Background/aims: Protein kinase C(PKC)-ε activation is a mechanism of preconditioning cardioprotection but its role in repeated non-invasive limb ischemic preconditioning (rNLIP) mediated cardioprotection against myocardial ischemia/reperfusion (I/R) injury in diabetes is unknown.
Methods: Eight-week streptozotocin-induced diabetic and non-diabetic Sprague-Dawley rats were subjected to I/R without or with rNLIP. In vitro, H9C2 cells were cultured with high glucose (HG) and subjected to hypoxia/re-oxygenation (H/R) without or with PKC-ε or STAT3 gene knock-down in the absence or presence of remote time hypoxia preconditioning (HPC).
Results: Diabetic rats displayed larger post-ischemic myocardial infarct size and higher troponin-I release with concomitant cardiac PKC-ԑ overexpression and activation manifested as increased membrane translocation, while phosphorylated STAT3 (p-STAT3) and Akt (p-Akt) were lower compared to non-diabetic rats (all P<0.05). rNLIP reduced infarct size in both non-diabetic and diabetic rats. rNLIP reduced post-ischemic cardiac PKC-ԑ activation in diabetic while increased PKC-ԑ activation in non-diabetic rats, resulting in increased cardiac p-STAT3 and p-Akt. In H9C2 cells, HG increased PKC-ԑ expression and exacerbated post-H/R injury, accompanied with reduced p-STAT3 and p-Akt, which were all reverted by HPC. These HPC protective effects were abolished by either PKC-ԑ or STAT3 gene knock-down, except that PKC-ԑ gene knock-down reverted HG and H/R-induced reduction of p-STAT3.

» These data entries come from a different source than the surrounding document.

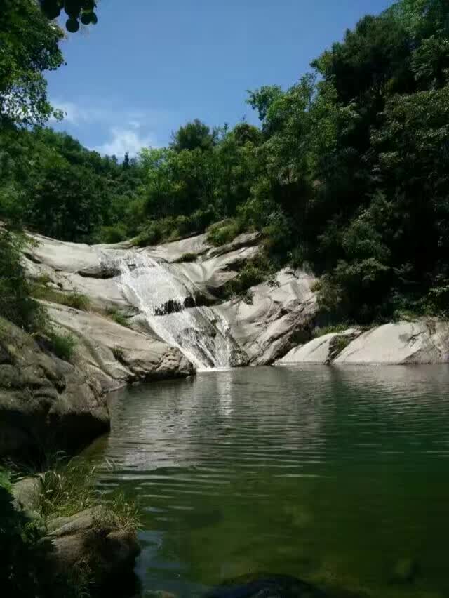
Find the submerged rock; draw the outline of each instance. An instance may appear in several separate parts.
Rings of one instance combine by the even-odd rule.
[[[418,573],[418,564],[413,559],[400,559],[394,566],[392,583],[412,583]]]
[[[98,382],[0,318],[0,456],[76,448],[109,430]]]
[[[259,574],[225,582],[204,598],[326,598],[326,594],[290,576]]]

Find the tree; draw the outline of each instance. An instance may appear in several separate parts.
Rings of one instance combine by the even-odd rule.
[[[33,0],[3,0],[0,11],[0,125],[42,124],[52,114],[42,74],[63,62],[62,32]]]
[[[215,134],[198,119],[182,126],[173,135],[170,147],[175,152],[182,150],[211,150],[215,144]]]
[[[58,18],[62,10],[68,15],[65,27],[70,33],[76,33],[81,21],[83,25],[96,25],[95,0],[39,0],[43,14],[49,19]]]

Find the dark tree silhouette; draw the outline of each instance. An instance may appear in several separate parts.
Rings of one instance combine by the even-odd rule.
[[[49,19],[58,18],[62,11],[67,15],[67,30],[76,33],[80,22],[85,25],[96,25],[95,0],[39,0],[42,11]]]

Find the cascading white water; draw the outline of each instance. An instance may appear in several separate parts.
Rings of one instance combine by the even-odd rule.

Conclusion: rNLIP attenuates diabetic heart I/R injury by mitigating HG-induced PKC-ԑ overexpression and, subsequently, activating STAT3.
Keywords: Diabetes; Myocardial ischemia injury; PKC-ε; Repeated non-invasive limb ischemic preconditioning; STAT3.
© 2018 The Author(s). Published by S. Karger AG, Basel.